Lauralee and I almost totally “cut the cable” long ago. Our young adult children think we need all of the latest gadgets, many of which we can’t figure out, but we’ve come to appreciate one in particular, our streaming device. With it we can watch TV shows we don’t have with our minimalist cable, at times we wish to see them. Often, we watch these home restoration shows where folks buy these old houses and bring in experts to restore them. The pattern is, a budget is set and then broken when some horrid secret problem is revealed (and I think, better you than me!). But frequently, in the beginning of the show, when they’ve taken down old paneling and taken up old flooring, the restoration experts will say, “This place has good bones,” meaning they can build and restore and renew the structure. Well I believe the church universal, the United Methodist Church, and Christ Church has good bones! Never forget the church universal is the Bride and Body of Christ – you can’t get much better than that! And our tradition has some good bones: a passion for evangelism, personal holiness wed with social justice and outreach; a connection that is organized and everywhere; a heritage of class meeting, significant small groups practicing accountability, love and support; unencumbered worship to fit local needs – we have these good bones in our tradition and in Christ Church. And with God’s proclaimed Word and the breath of the Spirit, new life is coming, I’m certain of it – I’m not exactly sure how it will look, but I am certain.
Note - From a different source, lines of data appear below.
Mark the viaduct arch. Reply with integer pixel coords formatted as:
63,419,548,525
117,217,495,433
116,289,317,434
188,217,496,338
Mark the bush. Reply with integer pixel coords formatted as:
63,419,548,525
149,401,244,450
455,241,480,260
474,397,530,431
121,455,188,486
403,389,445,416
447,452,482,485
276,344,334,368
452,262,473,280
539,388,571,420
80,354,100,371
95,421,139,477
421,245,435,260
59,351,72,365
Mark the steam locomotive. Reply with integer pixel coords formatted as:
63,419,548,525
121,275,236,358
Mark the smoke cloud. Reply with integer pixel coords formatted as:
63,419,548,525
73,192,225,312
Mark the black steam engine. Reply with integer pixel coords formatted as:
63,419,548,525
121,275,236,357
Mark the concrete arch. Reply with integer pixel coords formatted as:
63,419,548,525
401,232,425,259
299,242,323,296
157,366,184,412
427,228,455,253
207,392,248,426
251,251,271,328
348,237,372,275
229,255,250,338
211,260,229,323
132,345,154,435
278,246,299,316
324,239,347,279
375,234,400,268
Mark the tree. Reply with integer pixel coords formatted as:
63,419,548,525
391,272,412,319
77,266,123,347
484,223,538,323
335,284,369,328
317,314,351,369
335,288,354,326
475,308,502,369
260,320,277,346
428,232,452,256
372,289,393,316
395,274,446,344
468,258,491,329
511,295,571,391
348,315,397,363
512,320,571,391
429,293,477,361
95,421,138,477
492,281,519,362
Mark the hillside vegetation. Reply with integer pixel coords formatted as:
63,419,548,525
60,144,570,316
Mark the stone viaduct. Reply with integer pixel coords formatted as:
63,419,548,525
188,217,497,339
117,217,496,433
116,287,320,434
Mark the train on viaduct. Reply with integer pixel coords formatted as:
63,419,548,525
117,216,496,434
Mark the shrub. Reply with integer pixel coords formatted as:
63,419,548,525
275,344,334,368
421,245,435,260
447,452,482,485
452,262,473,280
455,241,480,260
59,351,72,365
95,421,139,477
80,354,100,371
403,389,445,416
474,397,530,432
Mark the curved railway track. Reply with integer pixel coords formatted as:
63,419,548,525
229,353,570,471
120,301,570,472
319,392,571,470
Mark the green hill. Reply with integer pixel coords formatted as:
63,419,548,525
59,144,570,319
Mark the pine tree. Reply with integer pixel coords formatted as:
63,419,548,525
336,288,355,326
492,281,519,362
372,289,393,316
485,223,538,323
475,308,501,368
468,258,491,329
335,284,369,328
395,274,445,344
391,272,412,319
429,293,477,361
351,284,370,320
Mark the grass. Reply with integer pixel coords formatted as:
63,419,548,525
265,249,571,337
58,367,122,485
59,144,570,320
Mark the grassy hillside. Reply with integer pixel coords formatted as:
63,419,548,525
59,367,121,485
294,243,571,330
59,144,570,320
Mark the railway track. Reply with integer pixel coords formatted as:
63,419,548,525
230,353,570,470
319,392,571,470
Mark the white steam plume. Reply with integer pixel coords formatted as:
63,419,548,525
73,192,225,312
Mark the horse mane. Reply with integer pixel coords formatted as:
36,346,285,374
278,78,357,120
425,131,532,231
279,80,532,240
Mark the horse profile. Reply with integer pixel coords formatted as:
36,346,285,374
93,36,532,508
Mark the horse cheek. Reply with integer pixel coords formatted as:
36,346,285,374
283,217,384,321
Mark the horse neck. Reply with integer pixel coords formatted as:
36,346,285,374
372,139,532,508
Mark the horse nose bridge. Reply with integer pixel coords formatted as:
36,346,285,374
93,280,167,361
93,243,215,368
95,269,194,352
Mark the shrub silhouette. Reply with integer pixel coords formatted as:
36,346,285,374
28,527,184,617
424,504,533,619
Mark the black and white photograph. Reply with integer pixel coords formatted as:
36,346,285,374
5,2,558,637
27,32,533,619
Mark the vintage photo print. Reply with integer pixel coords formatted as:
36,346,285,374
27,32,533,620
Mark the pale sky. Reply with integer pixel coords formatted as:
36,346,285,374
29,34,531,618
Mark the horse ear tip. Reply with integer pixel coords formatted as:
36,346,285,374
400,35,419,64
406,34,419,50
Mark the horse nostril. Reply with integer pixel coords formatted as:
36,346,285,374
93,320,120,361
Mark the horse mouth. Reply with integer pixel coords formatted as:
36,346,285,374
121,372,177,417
A few years ago the Spirit began nibbling and gnawing at me about the theological and missional work of a woman teaching at Perkins School of Theology of Southern Methodist University – Elaine Heath. Elaine believes a new reformation is starting and is doing so in large part because of young adults willing to totally live out their faith. She’s started a foundation and it has started several missional communities in highly challenged, impoverished areas. They take houses or old churches and the young people, establish Christian rules they’ll live by, and then live with their poor neighbors, sharing Jesus in word and deed. Last week, I was delighted to have Elaine stop by Christ Church and visit a while. She said large congregations like ours are a part of the new reformation by being the anchor for such Christian houses in distressed communities. What if Christ Church had a missions outpost like this in our city’s worst areas? Before she visited, I wanted to catch up some on her work (I’m only 1/3 through with one of her books) so I turned to the internet and watched her preach to a group of rather dour Scotts in Glasgow. She talked about hell. She asked them what statement was made about the church after Jesus declared, “upon this rock I will build my church?” The answer of course is that “the gates of hell shall not prevail against the church.” Then, she gave me a new insight. Since the word “against” is in the sentence, I’d always put hell on the offensive and church in a defensive mode, “God’s almighty fortress”; a place where we can “hole up and be safe.” But she taught, the church is on the offensive! We are not to “hole up” but be out attack all the hellish gates that lock people into horrible lives; poverty, sin, hunger, addiction, brokenness, you name it – we’re to be God’s gate crashers – setting people free in the name of Jesus. Maybe that’s our future; advancing; planting a missional outpost of on fire young adults and others, setting people free in the name of Jesus.
Can these bones live? With the Word of God and the breath of the Spirit – yes, Lord, yes!
- Share where in your life or in our world you have felt like you’re standing in the middle of a valley of dry bones.
- Share where you have seen God bring life out of some sort of death, either in your life or the life someone else.
- Ezekiel is told to prophesy in order for the bones to live. Share your thoughts on our role as the church in bringing life out of death.